Although it’s sometimes reasonable to not write tests, this kind of thing usually happens when everyone is being threatened with the sack on a daily basis, rather than lacking engineering skills
When you get a better job then think about tests. Your health is first.
That was a solid product!
https://en.m.wikipedia.org/wiki/Cowboy_coding
Granted, there were theoretically some bits that could have been tested using automation, but those weren't the bits that ever caused any trouble.
If you’re building a lot of small, one-off tools for internal use, it may well be the case that some limited manual QA or UAT is sufficient to ensure that your work is good enough.
If you’re working on larger, more complex projects that are frequently updated, the shorter feedback loop that some amount of automated tests provide will probably save time and money by catching problems earlier, avoiding regressions, and reducing the need for repetitive, time-intensive manual testing.

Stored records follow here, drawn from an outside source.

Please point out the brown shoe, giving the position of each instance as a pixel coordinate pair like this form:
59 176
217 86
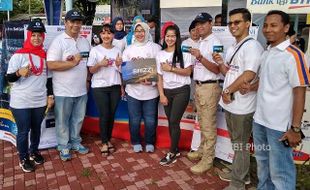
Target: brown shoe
196 155
201 167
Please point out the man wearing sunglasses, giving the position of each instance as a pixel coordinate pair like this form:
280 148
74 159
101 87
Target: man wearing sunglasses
240 68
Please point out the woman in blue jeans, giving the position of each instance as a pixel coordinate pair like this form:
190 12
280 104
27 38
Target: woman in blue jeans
142 98
28 72
174 69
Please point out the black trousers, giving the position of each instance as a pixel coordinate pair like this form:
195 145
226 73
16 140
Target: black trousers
178 99
107 99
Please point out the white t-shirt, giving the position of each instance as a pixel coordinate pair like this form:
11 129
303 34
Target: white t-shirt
27 92
71 82
120 44
140 91
105 76
283 68
201 73
172 80
246 59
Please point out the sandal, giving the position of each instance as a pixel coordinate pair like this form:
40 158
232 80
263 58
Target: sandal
105 150
111 147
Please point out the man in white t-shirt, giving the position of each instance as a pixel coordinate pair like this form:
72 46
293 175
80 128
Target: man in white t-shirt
241 65
67 57
207 93
283 78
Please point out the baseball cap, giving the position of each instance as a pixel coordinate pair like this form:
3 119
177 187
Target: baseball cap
74 15
36 25
203 17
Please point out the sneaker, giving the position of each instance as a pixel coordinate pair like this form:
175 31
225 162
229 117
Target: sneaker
194 155
65 154
137 148
80 149
170 158
227 177
27 165
149 148
37 158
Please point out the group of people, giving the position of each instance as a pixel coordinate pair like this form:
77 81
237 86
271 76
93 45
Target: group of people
257 81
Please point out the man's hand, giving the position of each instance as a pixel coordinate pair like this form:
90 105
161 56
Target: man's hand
293 138
195 52
218 58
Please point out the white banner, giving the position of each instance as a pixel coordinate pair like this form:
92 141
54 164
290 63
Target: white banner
288 6
189 3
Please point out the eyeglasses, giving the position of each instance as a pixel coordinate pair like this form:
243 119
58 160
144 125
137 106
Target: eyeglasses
236 22
139 31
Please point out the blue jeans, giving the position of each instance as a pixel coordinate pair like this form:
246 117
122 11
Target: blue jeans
29 119
275 165
69 116
148 110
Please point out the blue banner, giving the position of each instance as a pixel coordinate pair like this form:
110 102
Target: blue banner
6 5
53 10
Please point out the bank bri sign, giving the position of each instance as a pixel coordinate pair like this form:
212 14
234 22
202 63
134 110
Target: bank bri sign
288 6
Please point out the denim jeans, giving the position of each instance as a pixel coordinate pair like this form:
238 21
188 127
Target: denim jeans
107 99
69 116
275 165
148 110
177 103
29 119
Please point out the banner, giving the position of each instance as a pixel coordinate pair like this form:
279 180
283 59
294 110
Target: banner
6 5
288 6
190 3
139 70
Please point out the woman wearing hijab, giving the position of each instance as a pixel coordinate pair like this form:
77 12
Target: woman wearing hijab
119 33
142 98
28 72
174 69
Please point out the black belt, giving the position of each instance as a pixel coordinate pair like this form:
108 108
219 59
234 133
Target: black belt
208 81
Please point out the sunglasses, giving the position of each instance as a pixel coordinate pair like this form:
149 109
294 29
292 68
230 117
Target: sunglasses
236 22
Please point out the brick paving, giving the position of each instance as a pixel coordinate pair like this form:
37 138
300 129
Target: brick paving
122 170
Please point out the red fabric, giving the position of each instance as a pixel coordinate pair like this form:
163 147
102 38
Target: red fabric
29 48
165 26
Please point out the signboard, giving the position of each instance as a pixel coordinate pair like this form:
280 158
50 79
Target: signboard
139 70
288 6
6 5
190 3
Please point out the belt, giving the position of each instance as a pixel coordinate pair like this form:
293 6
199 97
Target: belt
207 81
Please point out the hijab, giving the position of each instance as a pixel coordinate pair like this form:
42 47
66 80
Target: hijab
118 34
131 32
147 36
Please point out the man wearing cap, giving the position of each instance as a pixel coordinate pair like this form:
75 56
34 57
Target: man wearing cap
207 93
67 57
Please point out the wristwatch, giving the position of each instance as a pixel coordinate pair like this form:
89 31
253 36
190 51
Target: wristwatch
296 129
226 91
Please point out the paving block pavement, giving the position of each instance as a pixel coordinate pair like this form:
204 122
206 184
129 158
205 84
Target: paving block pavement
123 170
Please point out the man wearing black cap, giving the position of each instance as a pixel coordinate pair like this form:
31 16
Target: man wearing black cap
67 57
207 93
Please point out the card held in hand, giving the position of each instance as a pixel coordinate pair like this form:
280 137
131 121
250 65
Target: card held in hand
139 70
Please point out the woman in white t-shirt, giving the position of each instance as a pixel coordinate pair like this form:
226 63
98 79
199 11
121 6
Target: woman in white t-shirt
27 72
142 98
103 62
174 69
119 40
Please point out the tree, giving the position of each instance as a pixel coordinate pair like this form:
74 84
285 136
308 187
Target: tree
22 7
88 8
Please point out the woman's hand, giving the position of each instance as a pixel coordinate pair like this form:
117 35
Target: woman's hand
24 71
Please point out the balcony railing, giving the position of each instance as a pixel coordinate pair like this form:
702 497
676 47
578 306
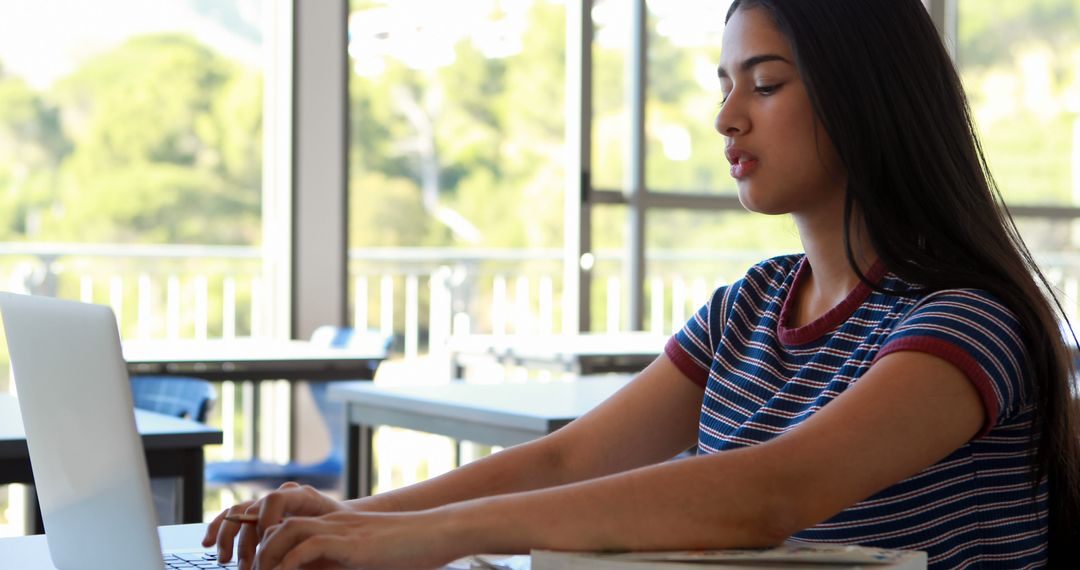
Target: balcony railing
421 296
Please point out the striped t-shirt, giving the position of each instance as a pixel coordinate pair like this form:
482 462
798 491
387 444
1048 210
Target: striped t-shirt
760 378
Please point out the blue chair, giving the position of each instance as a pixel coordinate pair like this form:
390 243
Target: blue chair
327 473
181 397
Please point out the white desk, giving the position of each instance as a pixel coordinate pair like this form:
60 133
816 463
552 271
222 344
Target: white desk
588 353
501 415
247 358
253 360
31 553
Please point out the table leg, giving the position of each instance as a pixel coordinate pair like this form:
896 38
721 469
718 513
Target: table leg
360 469
254 420
191 487
34 523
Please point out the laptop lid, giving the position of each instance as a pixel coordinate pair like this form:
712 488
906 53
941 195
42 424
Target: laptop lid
89 466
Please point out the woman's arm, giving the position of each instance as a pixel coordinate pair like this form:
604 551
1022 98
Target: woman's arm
908 411
650 420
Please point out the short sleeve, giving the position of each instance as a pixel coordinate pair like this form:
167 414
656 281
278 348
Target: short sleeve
691 349
979 335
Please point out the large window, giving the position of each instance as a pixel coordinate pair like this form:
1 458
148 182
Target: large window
457 145
1020 63
131 163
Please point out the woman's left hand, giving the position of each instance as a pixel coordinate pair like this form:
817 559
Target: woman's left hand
361 540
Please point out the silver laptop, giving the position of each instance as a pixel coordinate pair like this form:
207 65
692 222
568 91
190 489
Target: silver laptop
89 466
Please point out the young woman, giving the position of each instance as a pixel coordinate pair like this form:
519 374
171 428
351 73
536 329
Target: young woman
902 383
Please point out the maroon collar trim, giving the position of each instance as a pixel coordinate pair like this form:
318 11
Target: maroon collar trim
834 316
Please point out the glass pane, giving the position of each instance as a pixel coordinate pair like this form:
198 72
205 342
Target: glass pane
131 162
1021 66
131 165
683 151
688 254
456 179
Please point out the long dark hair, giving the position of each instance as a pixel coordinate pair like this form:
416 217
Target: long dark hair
885 89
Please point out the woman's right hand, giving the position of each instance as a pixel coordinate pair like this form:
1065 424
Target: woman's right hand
291 499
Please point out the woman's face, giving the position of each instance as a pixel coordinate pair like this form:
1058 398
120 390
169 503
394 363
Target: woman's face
781 158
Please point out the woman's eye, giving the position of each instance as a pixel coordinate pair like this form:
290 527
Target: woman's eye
766 90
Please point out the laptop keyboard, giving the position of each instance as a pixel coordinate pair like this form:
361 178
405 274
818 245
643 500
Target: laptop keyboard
194 560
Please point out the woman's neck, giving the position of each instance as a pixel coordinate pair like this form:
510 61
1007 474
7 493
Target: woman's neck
831 279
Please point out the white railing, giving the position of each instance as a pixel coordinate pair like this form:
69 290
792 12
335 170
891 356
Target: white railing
421 296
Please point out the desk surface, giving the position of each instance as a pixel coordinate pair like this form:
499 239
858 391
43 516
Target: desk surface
586 353
247 358
158 431
31 553
585 343
503 415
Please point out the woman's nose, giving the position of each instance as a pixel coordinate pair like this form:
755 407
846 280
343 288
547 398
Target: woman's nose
730 120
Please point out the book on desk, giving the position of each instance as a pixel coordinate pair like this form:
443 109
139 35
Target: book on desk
788 555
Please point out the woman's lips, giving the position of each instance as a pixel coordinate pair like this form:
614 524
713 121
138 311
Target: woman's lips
743 167
742 163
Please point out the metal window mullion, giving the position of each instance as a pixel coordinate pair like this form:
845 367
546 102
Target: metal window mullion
320 191
634 190
577 212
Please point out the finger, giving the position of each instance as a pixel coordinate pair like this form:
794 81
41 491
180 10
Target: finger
289 500
227 531
282 538
211 535
331 551
246 543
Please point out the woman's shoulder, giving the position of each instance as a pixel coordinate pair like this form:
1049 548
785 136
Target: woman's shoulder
775 269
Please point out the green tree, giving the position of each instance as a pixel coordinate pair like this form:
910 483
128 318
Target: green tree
166 147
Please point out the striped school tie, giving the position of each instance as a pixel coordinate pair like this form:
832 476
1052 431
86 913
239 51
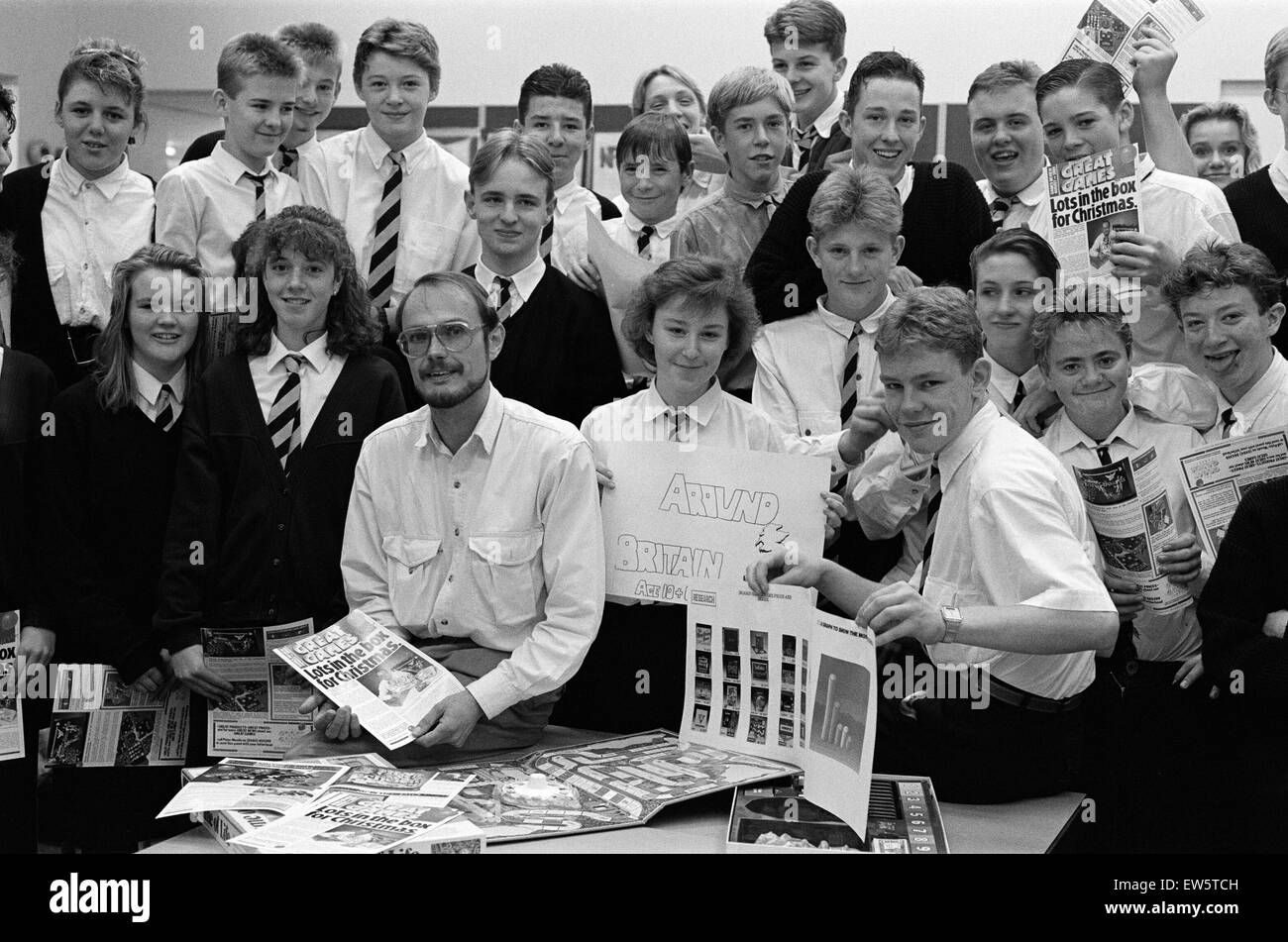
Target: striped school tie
258 180
644 244
501 297
384 246
548 240
283 416
931 521
288 161
166 413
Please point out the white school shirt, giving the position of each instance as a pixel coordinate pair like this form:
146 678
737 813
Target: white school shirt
572 200
1003 383
1013 530
149 390
501 542
347 177
1261 408
88 227
202 206
799 366
715 418
626 229
522 282
1025 205
317 376
1184 211
1173 636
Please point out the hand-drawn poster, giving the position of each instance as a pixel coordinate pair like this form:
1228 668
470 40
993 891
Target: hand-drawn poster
684 512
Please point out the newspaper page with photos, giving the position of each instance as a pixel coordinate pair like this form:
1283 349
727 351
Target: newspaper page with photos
262 717
1128 510
748 667
253 785
1093 200
348 822
359 663
98 719
12 683
1219 475
1109 29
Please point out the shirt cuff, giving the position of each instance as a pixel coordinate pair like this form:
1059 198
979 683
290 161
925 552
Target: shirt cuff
494 692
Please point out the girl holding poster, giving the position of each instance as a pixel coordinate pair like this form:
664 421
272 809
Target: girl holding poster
690 318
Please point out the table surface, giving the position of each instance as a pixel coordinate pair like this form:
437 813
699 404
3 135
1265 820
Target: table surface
699 825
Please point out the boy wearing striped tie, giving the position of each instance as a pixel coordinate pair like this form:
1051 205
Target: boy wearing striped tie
397 192
559 354
204 205
1010 603
815 374
1227 297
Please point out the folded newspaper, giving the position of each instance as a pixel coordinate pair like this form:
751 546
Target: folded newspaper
359 663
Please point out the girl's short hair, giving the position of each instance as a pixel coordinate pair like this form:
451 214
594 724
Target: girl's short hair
1047 322
114 352
313 233
1098 77
638 103
1025 244
402 39
704 282
747 85
1228 111
111 67
510 145
655 136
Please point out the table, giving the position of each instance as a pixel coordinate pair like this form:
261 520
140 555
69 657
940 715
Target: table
699 825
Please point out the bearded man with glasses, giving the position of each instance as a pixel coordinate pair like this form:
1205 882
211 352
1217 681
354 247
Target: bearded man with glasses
473 532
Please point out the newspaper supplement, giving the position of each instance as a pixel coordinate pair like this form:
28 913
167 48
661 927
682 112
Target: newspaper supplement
253 785
750 668
360 663
262 717
11 704
339 822
1219 475
1109 29
1127 504
107 722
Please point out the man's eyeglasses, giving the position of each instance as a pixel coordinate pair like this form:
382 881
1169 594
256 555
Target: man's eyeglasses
455 336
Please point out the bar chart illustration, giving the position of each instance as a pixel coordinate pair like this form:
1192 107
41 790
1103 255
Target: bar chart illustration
840 709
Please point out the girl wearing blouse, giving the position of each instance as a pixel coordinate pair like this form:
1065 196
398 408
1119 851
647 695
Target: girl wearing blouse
690 317
75 218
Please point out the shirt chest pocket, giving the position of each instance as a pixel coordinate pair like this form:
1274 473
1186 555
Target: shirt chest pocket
506 568
412 568
814 422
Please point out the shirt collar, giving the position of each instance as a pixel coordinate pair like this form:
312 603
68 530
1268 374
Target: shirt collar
960 448
700 409
485 430
69 177
1252 401
314 353
1006 381
738 190
664 229
377 150
150 387
845 327
524 280
231 168
1030 196
1064 435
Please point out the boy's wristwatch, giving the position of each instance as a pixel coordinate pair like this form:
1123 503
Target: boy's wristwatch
952 616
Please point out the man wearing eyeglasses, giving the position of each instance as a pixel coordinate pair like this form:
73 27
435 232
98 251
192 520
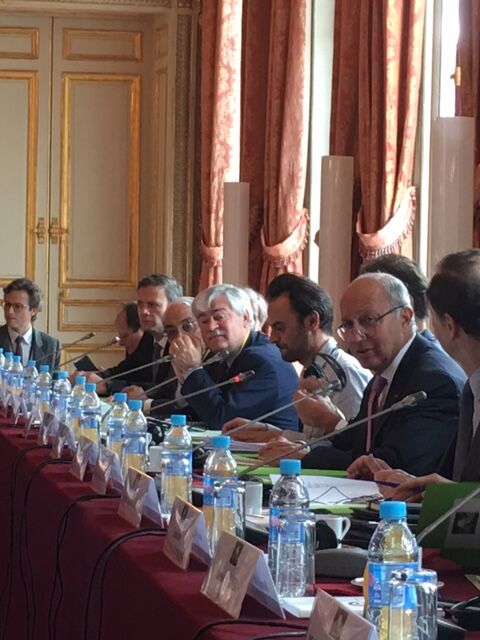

But in any case, your testing needs will always be highly specific to the actual nature and needs of the project.
I view it differently.
We get paid to solve business problems, most often -- but not always -- with software.
Software that's broken in preventable ways doesn't solve business problems, it just creates new ones.
Outcomes, not output.
I think you may be missing OPs point. Software "that's broken in preventable ways" very frequently does solve business problems. And solves them well. That's why the industry works the way it does w.r.t. testing.
6 months to deliver 2 applications that each work 80% often provides more business value than 6 months to provide one application that works 100%. More functionality almost always is more valuable to a business - including warts and all.
I agree with this:
> 6 months to deliver 2 applications that each work 80% often provides more business value than 6 months to provide one application that works 100%.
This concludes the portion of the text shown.